The Purpose Driven Life - Chapters 5 and 6
or, "We Live by works."
Short and off the cuff:
Okay, I have to admit I'm getting a little annoyed. I read chapter 4 yesterday and chapter 5 today, but didn't journal about 4 yesterday.
Chapter 4 is "Made to Last Forever," in which author Rick Warren emphasizes that this life is only a preparation for the next life, and "While life on earth offers many choices, eternity offers only two: heaven or hell...there are eternal consequences to everything you do on earth."
He says just as life in our mothers' wombs prepared us for life in this world, so life in this world prepares us for life in the next world. "The deeds of this life are the destiny of the next."
Some of my views of eternity were influenced by Francis MacNutt, a former Dominican priest who became a leader in the healing movement in the church. He taught that life eternal is not something separate from life now -- it is all one line -- life eternal. We've already begun it. It's not something we get after we're dead. I think of it as one of those time lines you might see in a history book, with color-coded eras. I see life here and life hereafter -- all part of one line, one pink segment and one green segment, joined together.
That means salvation begins here and now. Our lives are subject to redemption here and now. We can experience healing here and now.
Chapter 5 -- "Seeing Life from God's View." It's all about earning brownie points for heaven. Life is a trust, a test (that we must get grades on) and a temporary assignment (during which God has out his pad and pencil, making notes on how well we're doing). Warren talks about how we steward our possessions and our money. (I was getting uneasy at the prospect of some gospel of prosperity). Again, it was all about works. There is truth to this. Faith without works is not a faith, for faith impels us to works.

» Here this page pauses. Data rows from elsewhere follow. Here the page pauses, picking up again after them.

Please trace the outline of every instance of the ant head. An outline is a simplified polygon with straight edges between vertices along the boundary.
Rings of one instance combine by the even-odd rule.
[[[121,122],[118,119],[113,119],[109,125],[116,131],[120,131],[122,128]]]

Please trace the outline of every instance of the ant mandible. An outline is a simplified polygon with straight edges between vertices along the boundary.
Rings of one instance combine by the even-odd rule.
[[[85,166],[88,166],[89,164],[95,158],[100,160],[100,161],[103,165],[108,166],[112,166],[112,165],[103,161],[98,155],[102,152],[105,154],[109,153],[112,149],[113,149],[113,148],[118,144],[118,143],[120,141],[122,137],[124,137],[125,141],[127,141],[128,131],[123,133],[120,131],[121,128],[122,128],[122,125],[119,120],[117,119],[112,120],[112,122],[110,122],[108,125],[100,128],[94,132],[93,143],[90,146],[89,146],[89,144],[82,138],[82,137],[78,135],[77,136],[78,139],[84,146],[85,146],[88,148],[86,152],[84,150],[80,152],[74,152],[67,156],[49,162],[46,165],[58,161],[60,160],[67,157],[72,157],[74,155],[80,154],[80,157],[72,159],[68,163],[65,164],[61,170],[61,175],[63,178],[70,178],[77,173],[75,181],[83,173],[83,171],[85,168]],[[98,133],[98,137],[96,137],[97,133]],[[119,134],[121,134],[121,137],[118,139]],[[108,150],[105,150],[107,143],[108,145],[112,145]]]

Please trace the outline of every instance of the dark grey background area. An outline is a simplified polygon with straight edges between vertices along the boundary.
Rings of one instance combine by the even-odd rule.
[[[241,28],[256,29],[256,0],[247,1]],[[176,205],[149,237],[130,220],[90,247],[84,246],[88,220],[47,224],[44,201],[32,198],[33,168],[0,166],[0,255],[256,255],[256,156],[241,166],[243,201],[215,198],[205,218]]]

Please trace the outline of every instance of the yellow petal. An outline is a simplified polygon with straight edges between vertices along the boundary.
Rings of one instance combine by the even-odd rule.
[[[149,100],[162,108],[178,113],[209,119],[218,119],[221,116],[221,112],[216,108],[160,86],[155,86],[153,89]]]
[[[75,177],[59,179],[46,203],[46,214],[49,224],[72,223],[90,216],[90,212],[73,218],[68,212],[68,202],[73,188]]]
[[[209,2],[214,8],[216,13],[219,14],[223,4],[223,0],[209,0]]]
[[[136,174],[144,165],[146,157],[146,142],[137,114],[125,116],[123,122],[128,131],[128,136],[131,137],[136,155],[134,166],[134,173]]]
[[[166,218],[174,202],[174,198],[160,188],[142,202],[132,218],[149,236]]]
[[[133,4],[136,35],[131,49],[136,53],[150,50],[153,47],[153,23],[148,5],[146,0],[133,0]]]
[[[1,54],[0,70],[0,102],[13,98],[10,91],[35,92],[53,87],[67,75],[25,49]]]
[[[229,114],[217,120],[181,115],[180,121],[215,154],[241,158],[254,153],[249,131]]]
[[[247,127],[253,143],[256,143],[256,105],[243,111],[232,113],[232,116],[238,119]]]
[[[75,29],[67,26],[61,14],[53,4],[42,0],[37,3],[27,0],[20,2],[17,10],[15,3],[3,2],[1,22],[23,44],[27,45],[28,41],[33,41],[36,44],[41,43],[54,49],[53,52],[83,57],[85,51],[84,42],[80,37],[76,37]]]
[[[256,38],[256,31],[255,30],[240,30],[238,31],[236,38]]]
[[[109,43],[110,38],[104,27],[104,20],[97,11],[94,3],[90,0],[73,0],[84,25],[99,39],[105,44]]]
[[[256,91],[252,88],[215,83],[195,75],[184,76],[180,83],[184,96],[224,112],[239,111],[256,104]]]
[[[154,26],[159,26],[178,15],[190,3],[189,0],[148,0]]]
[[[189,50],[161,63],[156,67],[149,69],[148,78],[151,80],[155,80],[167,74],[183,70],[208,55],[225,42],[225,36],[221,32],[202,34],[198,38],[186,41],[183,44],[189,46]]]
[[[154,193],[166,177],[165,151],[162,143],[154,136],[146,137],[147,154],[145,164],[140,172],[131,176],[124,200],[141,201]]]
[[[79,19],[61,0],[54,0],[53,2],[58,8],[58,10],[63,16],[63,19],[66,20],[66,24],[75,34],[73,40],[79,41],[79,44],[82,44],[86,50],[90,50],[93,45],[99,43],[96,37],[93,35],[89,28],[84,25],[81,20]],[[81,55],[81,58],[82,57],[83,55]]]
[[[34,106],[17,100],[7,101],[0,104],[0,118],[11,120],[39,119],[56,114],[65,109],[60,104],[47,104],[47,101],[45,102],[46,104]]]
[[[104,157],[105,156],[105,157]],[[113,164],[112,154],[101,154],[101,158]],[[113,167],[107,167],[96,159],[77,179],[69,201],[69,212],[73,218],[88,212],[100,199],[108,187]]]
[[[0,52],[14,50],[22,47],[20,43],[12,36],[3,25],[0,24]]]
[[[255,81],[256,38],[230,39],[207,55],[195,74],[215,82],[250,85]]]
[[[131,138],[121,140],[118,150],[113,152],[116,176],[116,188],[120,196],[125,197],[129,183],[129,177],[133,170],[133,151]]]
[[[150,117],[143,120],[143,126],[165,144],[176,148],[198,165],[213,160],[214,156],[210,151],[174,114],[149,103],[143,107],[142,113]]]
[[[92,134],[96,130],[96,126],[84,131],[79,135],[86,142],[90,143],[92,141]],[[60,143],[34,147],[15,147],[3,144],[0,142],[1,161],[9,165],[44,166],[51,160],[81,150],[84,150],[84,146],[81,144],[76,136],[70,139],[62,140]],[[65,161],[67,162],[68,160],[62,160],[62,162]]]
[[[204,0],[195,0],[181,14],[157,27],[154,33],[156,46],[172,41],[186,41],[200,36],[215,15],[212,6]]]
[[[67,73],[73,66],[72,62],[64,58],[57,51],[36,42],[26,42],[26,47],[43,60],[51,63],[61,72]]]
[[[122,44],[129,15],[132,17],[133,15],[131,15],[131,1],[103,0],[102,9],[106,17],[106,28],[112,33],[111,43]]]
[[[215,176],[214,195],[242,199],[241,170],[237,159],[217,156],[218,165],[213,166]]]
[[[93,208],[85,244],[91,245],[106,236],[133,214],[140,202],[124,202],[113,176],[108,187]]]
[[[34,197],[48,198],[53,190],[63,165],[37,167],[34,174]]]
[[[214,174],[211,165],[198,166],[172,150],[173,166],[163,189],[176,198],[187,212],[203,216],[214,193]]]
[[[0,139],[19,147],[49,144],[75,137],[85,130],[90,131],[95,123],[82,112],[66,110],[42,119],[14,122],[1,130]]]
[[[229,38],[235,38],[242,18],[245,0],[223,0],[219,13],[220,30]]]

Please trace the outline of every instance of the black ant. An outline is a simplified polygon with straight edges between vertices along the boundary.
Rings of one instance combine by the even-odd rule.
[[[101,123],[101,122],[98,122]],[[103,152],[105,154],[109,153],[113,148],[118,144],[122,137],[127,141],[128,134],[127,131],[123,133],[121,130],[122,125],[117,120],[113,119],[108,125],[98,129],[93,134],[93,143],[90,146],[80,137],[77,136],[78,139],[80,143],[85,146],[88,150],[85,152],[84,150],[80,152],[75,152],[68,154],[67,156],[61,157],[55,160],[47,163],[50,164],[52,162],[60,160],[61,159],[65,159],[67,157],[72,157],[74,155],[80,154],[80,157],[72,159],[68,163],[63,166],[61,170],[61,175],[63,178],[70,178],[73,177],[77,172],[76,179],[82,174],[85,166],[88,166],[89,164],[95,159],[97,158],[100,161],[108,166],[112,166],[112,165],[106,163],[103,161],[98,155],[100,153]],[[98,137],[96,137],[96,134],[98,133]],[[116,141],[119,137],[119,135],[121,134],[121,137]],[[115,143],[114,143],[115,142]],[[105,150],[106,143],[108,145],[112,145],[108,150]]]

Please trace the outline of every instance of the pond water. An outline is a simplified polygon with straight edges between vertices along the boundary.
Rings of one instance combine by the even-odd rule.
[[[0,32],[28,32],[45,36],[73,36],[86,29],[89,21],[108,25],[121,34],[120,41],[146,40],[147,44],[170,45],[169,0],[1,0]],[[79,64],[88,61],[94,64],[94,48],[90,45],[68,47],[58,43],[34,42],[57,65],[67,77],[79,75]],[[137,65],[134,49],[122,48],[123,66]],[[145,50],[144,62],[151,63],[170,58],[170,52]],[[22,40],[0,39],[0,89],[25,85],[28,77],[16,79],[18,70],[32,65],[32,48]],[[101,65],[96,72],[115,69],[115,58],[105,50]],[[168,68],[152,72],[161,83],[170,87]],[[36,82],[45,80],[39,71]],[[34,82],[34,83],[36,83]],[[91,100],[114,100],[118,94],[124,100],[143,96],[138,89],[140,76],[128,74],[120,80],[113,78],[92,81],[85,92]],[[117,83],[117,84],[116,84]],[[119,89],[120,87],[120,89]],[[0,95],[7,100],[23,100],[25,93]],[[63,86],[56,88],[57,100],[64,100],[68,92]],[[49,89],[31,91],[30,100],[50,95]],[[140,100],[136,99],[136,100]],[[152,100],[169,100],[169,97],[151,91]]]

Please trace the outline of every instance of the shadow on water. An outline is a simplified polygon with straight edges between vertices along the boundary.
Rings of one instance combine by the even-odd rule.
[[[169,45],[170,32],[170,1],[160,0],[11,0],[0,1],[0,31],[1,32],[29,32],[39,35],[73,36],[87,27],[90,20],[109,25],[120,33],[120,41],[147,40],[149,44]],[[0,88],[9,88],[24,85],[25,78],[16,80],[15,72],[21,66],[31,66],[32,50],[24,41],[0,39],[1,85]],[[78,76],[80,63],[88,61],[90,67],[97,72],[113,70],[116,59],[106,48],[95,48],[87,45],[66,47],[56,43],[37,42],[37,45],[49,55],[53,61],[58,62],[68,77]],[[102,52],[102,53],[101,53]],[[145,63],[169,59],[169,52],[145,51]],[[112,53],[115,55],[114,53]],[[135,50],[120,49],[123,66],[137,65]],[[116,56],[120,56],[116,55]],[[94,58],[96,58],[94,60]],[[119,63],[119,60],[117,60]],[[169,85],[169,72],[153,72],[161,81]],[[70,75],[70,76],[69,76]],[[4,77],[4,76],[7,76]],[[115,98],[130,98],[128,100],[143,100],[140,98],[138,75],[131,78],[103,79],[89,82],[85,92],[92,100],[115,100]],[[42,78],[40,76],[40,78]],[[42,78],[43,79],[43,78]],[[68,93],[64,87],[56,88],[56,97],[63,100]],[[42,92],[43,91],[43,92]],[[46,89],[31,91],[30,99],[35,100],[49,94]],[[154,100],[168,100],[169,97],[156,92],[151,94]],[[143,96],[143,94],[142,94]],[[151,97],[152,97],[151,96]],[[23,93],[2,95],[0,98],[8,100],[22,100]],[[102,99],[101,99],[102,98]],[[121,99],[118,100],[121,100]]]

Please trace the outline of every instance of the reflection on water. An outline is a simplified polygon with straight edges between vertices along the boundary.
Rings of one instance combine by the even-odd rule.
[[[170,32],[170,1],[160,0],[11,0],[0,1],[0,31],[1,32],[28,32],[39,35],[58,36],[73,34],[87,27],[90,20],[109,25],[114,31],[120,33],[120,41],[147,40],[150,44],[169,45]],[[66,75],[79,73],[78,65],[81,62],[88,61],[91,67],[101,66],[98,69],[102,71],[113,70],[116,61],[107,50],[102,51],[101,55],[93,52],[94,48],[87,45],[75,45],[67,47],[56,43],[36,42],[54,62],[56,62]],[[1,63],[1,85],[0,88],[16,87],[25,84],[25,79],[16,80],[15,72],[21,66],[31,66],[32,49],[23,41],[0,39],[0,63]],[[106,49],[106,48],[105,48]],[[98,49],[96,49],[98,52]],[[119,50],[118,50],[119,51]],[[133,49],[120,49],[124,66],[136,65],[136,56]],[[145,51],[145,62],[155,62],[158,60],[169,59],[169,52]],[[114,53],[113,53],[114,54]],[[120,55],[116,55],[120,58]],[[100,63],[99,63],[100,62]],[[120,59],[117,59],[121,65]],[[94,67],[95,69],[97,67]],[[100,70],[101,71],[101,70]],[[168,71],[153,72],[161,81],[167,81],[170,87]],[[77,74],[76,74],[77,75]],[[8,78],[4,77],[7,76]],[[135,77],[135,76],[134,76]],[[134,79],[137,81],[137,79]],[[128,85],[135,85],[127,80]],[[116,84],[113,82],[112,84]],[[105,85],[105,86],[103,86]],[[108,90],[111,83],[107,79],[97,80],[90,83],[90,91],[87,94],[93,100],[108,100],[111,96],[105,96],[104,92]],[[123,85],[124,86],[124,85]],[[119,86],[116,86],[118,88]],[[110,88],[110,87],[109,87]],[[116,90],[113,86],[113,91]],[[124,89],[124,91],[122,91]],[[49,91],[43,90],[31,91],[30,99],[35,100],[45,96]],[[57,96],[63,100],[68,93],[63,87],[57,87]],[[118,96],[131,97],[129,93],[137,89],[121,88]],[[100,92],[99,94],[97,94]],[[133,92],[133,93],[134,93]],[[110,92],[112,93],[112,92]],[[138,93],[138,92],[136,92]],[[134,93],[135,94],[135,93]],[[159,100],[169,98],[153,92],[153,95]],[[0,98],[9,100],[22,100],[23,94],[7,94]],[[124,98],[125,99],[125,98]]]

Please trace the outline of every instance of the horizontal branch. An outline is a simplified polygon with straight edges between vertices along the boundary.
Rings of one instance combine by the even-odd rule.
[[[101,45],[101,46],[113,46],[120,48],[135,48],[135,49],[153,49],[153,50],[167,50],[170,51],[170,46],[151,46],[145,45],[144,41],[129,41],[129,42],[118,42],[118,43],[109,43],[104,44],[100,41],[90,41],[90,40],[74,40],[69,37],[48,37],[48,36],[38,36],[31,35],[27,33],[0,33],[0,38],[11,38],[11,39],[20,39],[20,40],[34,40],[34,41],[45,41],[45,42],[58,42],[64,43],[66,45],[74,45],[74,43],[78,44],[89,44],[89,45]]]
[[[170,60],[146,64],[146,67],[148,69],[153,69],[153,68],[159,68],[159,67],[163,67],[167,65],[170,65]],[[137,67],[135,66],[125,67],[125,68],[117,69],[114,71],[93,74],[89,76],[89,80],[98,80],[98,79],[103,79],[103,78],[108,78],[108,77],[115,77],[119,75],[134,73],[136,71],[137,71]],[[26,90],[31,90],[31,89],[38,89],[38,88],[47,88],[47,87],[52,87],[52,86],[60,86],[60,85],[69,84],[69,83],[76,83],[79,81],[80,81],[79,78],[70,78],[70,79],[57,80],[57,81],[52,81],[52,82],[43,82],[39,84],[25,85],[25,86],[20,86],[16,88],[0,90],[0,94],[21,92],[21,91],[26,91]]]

But I would like to hear some about grace. It is grace that saves us, not our own efforts. They are a response to grace.
This whole Lenten season of reflection and introspection is about a world without grace, a world without Christ Jesus.
A Lenten reflection:
I am dust
I am grass that withers and dies in drought,
tinder for the fire that burns.
I am black ash that rises to the sky
and settles back down over the dull brown earth.
I am nothing, scattered by the wind.
I wait for the springtime rain,
the saving rain that searches the earth,
that feeds my parched dry roots
and brings from me new shoots of green.